Here's another style question for SquishQL: should URI/URIrefs be quoted in
some way or should they be unquoted?
A related issue is how should lists be written: with or without commas. Or
should commas be optional. This impacts URIs because of trailing commas.
e.g. <http://somewhere.org/file.html> vs http://somewhere.org/file.html
If they are quoted; how? RFC2396 suggests <>
Some of the issues: a short extract from RFC2396 is below + other
references inline:
1/ <> is just extra length for things that are already long.
2/ URI{refs} can't contain literal space (they must be escaped as %20) so
space could be used to delimit URIs. But they can contain quite a few
characters:
(sections 2.2 and 2.3)
reserved = ";" | "/" | "?" | ":" | "@" | "&" | "=" | "+" |
"$" | ","
unreserved = alphanum | mark
mark = "-" | "_" | "." | "!" | "~" | "*" | "'" | "(" | ")"
So it gets confusing because:
urn:example:/name)
is a URI so
(?x ?y urn:example:/name) should be (?x ?y urn:example:/name)
)
If we have no commas separators, and unquoted URIs: this is legal as a
single URI:
urn:example:fred,
which might be considered confusing by some.
3/ Absolute URIs must start with a scheme name and a scheme name is:
scheme = alpha *( alpha | digit | "+" | "-" | "." )
4/ n-triple quotes URIs always.
Options:
a - Always quote URIs
b - Have unquoted URIs, with more escapes.

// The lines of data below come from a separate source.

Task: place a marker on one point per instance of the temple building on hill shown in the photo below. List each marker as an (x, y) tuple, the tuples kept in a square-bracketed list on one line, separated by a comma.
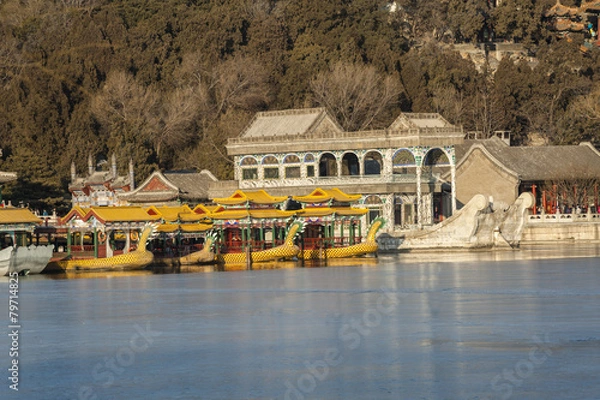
[(561, 178), (5, 177), (100, 188), (397, 170), (583, 19), (171, 188)]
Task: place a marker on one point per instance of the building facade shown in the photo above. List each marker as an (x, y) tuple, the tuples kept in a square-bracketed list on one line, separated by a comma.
[(171, 188), (100, 188), (396, 170)]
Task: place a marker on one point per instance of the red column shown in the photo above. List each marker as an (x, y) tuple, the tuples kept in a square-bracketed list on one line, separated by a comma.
[(544, 201)]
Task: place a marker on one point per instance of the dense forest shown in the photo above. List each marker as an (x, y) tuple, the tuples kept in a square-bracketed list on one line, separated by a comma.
[(166, 82)]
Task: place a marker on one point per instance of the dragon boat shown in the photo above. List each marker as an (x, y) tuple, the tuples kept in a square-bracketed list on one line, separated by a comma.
[(326, 251), (287, 250), (17, 251), (139, 258)]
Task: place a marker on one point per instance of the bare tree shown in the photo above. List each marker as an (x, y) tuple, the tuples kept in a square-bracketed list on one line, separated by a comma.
[(122, 100), (355, 94), (238, 83), (578, 191)]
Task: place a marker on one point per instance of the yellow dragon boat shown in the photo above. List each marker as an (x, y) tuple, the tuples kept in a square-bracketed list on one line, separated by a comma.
[(369, 246), (286, 250), (136, 259)]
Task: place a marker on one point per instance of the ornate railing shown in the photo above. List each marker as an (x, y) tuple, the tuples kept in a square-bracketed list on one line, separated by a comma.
[(564, 218)]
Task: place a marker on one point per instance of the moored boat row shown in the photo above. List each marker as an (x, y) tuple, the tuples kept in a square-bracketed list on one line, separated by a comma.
[(247, 227)]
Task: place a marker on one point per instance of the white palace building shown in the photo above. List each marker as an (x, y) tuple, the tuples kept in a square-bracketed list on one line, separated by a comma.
[(398, 170)]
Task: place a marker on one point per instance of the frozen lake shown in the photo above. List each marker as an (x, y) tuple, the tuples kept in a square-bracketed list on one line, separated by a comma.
[(397, 327)]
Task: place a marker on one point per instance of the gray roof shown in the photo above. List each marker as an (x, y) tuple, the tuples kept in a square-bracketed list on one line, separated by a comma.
[(542, 163), (177, 185), (192, 185), (7, 176), (420, 120), (285, 123)]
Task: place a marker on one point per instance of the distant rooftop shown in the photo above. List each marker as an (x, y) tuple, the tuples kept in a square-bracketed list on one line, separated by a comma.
[(284, 122)]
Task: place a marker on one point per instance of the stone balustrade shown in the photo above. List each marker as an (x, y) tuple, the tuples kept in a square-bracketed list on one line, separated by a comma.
[(563, 218)]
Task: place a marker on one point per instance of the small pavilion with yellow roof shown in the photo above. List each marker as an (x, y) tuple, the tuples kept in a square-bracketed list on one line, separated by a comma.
[(16, 226), (251, 219), (182, 229), (102, 231), (330, 219)]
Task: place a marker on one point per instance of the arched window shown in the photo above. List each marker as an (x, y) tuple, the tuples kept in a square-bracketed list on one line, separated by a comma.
[(403, 163), (309, 160), (435, 162), (327, 165), (350, 165), (271, 167), (375, 206), (292, 166), (249, 168), (373, 163)]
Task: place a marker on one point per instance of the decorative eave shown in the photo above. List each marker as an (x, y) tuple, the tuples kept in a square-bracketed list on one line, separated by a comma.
[(320, 196), (17, 216), (486, 152), (240, 197), (119, 214), (7, 176), (141, 194)]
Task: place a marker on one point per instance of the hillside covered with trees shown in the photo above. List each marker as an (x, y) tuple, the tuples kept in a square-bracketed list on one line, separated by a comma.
[(166, 82)]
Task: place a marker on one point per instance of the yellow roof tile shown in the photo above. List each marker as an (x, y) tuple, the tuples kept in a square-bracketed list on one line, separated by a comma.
[(256, 197), (324, 195), (268, 213), (18, 216), (195, 227), (120, 214), (323, 211)]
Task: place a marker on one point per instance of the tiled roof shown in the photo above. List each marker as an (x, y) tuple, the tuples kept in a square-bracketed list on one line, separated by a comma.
[(17, 216), (420, 120), (539, 163), (324, 211), (167, 186), (324, 195), (286, 122), (170, 213), (240, 214), (7, 176), (120, 214), (192, 185), (256, 197)]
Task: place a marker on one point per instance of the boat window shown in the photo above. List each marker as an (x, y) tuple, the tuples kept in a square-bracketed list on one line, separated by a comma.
[(249, 174), (271, 173)]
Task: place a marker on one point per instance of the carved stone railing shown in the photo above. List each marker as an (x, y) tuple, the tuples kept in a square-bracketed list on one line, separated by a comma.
[(355, 180), (563, 218)]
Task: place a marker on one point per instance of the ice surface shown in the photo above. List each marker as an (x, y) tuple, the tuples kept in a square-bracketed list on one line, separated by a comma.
[(394, 328)]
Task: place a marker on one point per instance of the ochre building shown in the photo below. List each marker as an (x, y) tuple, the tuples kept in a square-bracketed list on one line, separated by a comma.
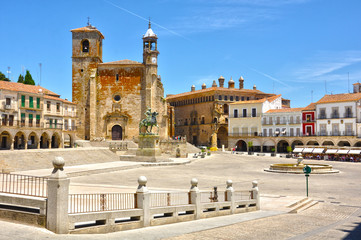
[(112, 97), (202, 115)]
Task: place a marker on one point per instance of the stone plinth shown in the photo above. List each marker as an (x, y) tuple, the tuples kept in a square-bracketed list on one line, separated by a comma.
[(148, 148)]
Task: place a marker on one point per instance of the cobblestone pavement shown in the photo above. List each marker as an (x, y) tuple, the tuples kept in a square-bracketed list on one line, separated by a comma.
[(337, 216)]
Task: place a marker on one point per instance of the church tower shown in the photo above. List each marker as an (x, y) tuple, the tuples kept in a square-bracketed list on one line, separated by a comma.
[(150, 60), (87, 54)]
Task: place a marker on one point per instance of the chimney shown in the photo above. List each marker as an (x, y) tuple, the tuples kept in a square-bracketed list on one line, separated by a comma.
[(241, 82), (221, 81), (214, 84), (231, 83)]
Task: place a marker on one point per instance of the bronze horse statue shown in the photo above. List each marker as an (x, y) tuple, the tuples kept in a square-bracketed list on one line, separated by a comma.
[(149, 121)]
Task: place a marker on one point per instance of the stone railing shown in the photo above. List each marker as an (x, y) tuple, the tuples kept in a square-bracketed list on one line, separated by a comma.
[(108, 212)]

c - Allow unquoted and quoted URI: a URI must be quoted if it is confusing
(we have to define "confusing")
Others?
Notes:
I would like to have quoted URIs always with the quote mechanism being <>.
Andy
Extract from RFC 2396:
2.4.3. Excluded US-ASCII Characters
Although they are disallowed within the URI syntax, we include here a
description of those US-ASCII characters that have been excluded and
the reasons for their exclusion.
The control characters in the US-ASCII coded character set are not
used within a URI, both because they are non-printable and because
they are likely to be misinterpreted by some control mechanisms.
control = <US-ASCII coded characters 00-1F and 7F hexadecimal>
The space character is excluded because significant spaces may
disappear and insignificant spaces may be introduced when URI are
transcribed or typeset or subjected to the treatment of word-
processing programs. Whitespace is also used to delimit URI in many
contexts.
space = <US-ASCII coded character 20 hexadecimal>
The angle-bracket "<" and ">" and double-quote (") characters are
excluded because they are often used as the delimiters around URI in
text documents and protocol fields. The character "#" is excluded
because it is used to delimit a URI from a fragment identifier in URI
references (Section 4). The percent character "%" is excluded because
it is used for the encoding of escaped characters.
delims = "<" | ">" | "#" | "%" | <">
Other characters are excluded because gateways and other transport
agents are known to sometimes modify such characters, or they are
used as delimiters.
unwise = "{" | "}" | "|" | "\" | "^" | "[" | "]" | "`"
Data corresponding to excluded characters must be escaped in order to
be properly represented within a URI.